3. The importance of distinctions (and how they lead to learning)

Distinctions don't present binary right/wrong choices; they present a set of subtle tradeoffs that we should understand, in context, more deeply. For example:

  • Implicit vs. Explicit data companies
    • Implicit data companies include those that rely primarily on scraping data or simply those where users don't really have to input much: e.g., Wikinvest
    • Explicit data companies include those that rely on user contributions: e.g., Facebook, Yelp
    • Some companies are both; but all of them should get clear on what they are actually doing and how this aligns or not with their business approach.
  • Network Node vs. Edge Attributes
    • These elements are used very differently in marketing strategies
  • Symmetrical vs. Asymmetrical Communication/Influence
    • For example, compare Facebook (symmetrical) vs. Twitter (mostly asymmetrical) relationship structures

4. Understanding Individuals as Building Blocks

  • Identity
    • Just what is our identity anyway? Just Tweets?
  • Aging
    • If we age, if paper ages, should our data age too?
      • Does timestamping information achieve this same effect?
    • What would it mean to "age" a digital bit?
    • When and how do we in fact need a more persistent identity?
  • Data created by individuals: there are many kinds!
    • Geo-location (time+space) is probably the most important but most underrated piece of social data.
    • Intention vs. Attention Stream -- there's a difference! What are we actually measuring?
    • Short vs. Long Clicks
      • Yet another distinction: A click is not just a click
      • We want to know: Did the user come back? Did s/he convert?
  • How does behavior change and what metrics or frameworks will help us to useful track and then make sense of such change?
    • Metrics are critical in terms of their ability to underwrite and ground evaluative experiments; but this means the metrics must not be arbitrary -- they must actually matter, be meaningful, in light of the social data.
    • A relevant framework here is Kahneman & Tversky's work on gain/loss reactions: people feel and act very differently when presented the same absolute value when it is framed as a gain or a loss situation. This social psychological work was one of the nails in the coffin for the traditional rational economics view of behavior, dubbed homo economicus. (Economics subsequently co-opted such work, calling it behavioral economics. If you can't beat them, co-opt them!)
    • Another useful framework is to observe the relationship between user expectations and actual events. For example:

Good Event

Bad Event

5. Thinking about data

Who owns the data?

Impact on business models & data strategies

  • Moving from making people pay for proprietary data towards free distribution, allowing people to build apps on top of such data.
    • For example, dataSF (Jay Nath)
  • Platforms becoming power players (Facebook, iOS, Android, etc.) as new viable business strategies have emerged with win-win-win arrangements for all parties involved

6. Class exercise: Generate succinct pairwise "trends"

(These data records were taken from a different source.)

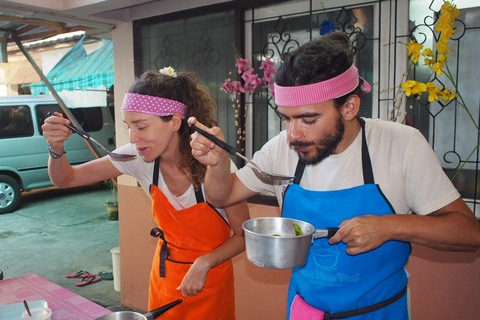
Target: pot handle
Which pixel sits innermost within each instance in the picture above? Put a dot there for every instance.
(325, 233)
(157, 312)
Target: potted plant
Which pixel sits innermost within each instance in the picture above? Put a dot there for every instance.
(111, 204)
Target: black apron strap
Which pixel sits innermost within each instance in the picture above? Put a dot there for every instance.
(199, 195)
(362, 311)
(366, 161)
(164, 253)
(156, 172)
(299, 171)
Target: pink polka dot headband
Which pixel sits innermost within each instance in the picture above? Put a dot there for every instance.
(152, 105)
(314, 93)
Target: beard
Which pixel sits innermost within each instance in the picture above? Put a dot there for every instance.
(324, 146)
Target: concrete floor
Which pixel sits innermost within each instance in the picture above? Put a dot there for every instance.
(60, 231)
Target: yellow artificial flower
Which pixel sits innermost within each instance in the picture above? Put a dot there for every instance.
(428, 53)
(414, 50)
(447, 95)
(429, 62)
(413, 87)
(433, 91)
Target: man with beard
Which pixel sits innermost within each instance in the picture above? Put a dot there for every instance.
(365, 176)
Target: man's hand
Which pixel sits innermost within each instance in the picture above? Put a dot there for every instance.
(363, 233)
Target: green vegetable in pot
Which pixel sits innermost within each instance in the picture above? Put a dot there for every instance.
(298, 230)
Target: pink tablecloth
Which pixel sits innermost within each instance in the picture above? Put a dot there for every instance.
(64, 303)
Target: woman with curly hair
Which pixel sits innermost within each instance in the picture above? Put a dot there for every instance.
(196, 240)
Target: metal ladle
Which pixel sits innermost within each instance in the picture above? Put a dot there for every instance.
(113, 155)
(233, 151)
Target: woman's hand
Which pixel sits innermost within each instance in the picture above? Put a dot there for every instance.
(204, 149)
(195, 279)
(55, 131)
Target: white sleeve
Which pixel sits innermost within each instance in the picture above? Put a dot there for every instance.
(428, 188)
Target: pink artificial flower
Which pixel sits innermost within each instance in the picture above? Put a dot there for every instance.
(242, 64)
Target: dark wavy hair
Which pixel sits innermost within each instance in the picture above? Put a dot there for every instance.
(318, 60)
(186, 89)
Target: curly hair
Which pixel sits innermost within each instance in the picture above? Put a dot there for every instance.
(200, 104)
(318, 60)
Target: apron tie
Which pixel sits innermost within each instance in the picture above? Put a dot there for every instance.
(164, 253)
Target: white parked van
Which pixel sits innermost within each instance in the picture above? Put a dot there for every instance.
(23, 149)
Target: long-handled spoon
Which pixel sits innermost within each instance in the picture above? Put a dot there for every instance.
(26, 307)
(113, 155)
(233, 151)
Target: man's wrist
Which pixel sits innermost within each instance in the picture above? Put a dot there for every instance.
(54, 154)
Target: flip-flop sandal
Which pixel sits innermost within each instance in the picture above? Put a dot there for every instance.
(88, 280)
(79, 274)
(106, 275)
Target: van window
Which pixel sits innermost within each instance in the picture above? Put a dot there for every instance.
(90, 119)
(15, 121)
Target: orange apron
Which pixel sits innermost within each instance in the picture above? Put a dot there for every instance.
(186, 235)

  • Data Mining vs. Instrumenting the World/People
  • Transaction Economy vs. Interaction Economy
  • Info Asymmetry vs. Info Symmetry
  • Generalized Push Information vs. Specialized Pull Information
  • Power of None vs. Power of One (e.g., ebay, yelp)
  • No Strings Attached (NSA) vs. Strings always attached
  • Push vs. Pull

7. Towards the future: what sectors/industries have and have not realized the power of a social data mindset?

Some notable examples of unrealized potential:

  • Finance Sector
    • Using social data to discover insider trading should be trivial; yet it still plagues our system.
  • Research
    • "Still built around constraints that no longer exist" -- aweigend
    • Data collection and analysis can be separated: aweigend shared a story from his experiences at the Santa Fe institute: he and a colleague released several data sets for anyone to analyze.